1. You have been invited to a lingerie party at the Playboy Mansion.
Do you accept? What do you wear?
(for women) You have been invited to a private dinner at Godfather’s Pizza by Herman Cain.
(for men) The wife of a Fortune 500 CEO, reputed to have had extramarital relationships, invites you to a private dinner when the husband is out of town.
Do you accept? Why or why not?
ANS: Herman Cain does nothing for me sexually and while I am a business woman, I don't really want to pick his brain about business. If the wife of the CEO looked like Helen Mirren say 10 or more years ago...hell yeah!!! (I still think Ms. Mirren is sexy).

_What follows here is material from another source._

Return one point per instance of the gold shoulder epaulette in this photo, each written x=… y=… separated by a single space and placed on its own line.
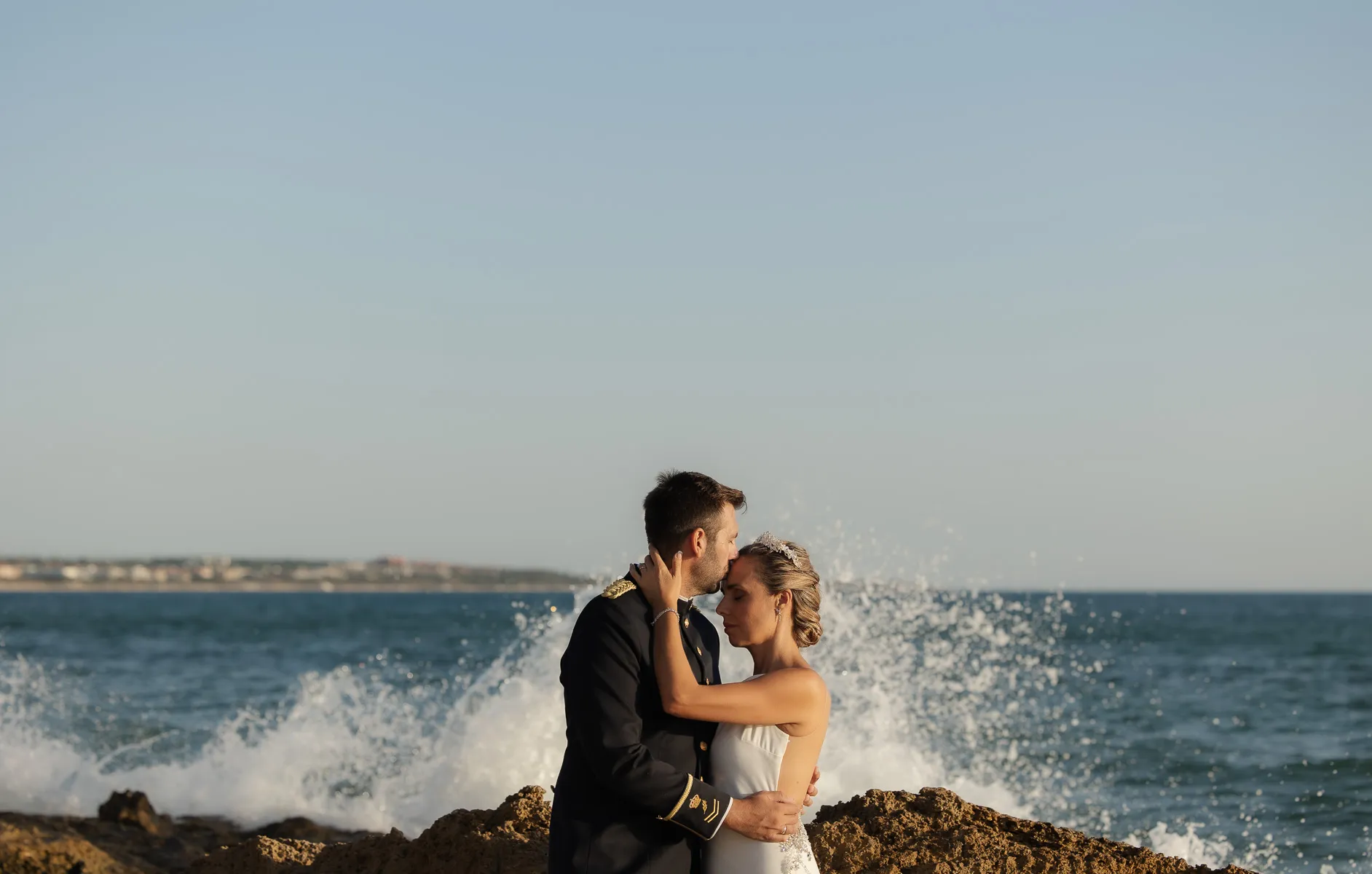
x=618 y=588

3. Charlie Sheen (for women) or Your favorite female porn star (for men) is making a movie in the city where you live. You happen to meet him/her, and he/she suggests you stop by his/her hotel for a drink?
Do you go?
ANS: Charlie Sheen is gross to me, so NO! If my favorite female porn star Jada Fire (the way she looked mid-career ...who am I kidding, I do her now) invited me to her hotel I am soooo there! The things I'd like to do to her.
4. Your boss (of the opposite sex) who has been very flirty with you insists that when you’ve finished a project by working late or on a weekend you bring it by his/her house immediately?
Do you go? Yes or no.
Do you go alone or take a friend along?
ANS: If it is really urgent that I go, sure I'll go. If he or she has been flirty I can rebuff them and to be sure things don't get out of control I would take along a friend, unannounced.

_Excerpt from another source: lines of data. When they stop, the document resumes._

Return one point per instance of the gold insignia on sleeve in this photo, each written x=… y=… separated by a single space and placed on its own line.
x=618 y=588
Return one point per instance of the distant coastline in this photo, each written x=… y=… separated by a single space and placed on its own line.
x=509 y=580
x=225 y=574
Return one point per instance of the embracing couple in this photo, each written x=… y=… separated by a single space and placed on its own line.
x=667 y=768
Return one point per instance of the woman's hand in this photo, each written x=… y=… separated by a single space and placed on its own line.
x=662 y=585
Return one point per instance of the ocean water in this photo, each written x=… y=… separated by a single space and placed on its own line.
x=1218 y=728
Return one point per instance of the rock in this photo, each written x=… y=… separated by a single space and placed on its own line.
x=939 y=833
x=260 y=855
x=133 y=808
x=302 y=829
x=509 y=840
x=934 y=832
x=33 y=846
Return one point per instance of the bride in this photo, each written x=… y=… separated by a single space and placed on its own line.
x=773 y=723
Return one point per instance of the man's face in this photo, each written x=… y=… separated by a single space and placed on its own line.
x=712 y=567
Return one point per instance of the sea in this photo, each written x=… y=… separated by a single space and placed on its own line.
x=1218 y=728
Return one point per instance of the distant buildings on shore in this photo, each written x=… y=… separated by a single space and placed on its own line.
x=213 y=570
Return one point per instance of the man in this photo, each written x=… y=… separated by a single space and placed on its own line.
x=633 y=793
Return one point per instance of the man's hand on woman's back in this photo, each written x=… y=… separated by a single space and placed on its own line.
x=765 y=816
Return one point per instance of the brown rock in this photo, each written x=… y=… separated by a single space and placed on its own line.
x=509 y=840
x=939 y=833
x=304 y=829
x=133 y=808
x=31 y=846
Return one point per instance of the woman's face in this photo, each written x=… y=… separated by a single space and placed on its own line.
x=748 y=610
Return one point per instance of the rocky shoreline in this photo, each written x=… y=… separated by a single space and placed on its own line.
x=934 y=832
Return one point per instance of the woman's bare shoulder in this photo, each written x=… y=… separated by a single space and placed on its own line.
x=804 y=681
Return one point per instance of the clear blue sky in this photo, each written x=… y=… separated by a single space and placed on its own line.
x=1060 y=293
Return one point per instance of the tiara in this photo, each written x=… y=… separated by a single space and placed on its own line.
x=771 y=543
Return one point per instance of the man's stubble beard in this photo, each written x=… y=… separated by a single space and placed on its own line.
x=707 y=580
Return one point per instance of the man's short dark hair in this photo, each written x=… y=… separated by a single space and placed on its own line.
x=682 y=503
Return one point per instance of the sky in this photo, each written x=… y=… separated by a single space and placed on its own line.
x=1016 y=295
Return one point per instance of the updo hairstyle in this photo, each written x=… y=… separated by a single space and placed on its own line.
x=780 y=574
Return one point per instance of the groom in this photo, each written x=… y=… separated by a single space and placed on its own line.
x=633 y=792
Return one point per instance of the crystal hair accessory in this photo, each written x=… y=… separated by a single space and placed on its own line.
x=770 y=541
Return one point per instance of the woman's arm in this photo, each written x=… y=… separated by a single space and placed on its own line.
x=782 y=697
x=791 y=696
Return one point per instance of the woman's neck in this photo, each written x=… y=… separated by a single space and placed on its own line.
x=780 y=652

5. You’re working on a political campaign. Late one evening, you get a call from the campaign manager saying the candidate (of the opposite sex) would like to see you right away in his/her hotel room.
Do you go? Yes or no.
Do you tell someone you are going there or keep it a secret?
What do you wear?
ANS: Depending upon one's duties with the campaign, late night hotel meetings are not unusual. However, if your job is to pass out leaflets I'd say something is amiss :D If I was looking to make a name for myself I could accept the invitation and tell my BFF I was going. Then show up in something sexually enticing.
The bow at the waist is flirty and suggestive-- "unwrap me".
Whether anything happens or not doesn't matter. It will all come out at the most opportune time for my candidate's opponent that I had regular nighttime meetings and always showed up in skimpy clothing. (Anyone remember when Monica Lewinsky confided in co-worker Linda Tripp about Bill Clinton?)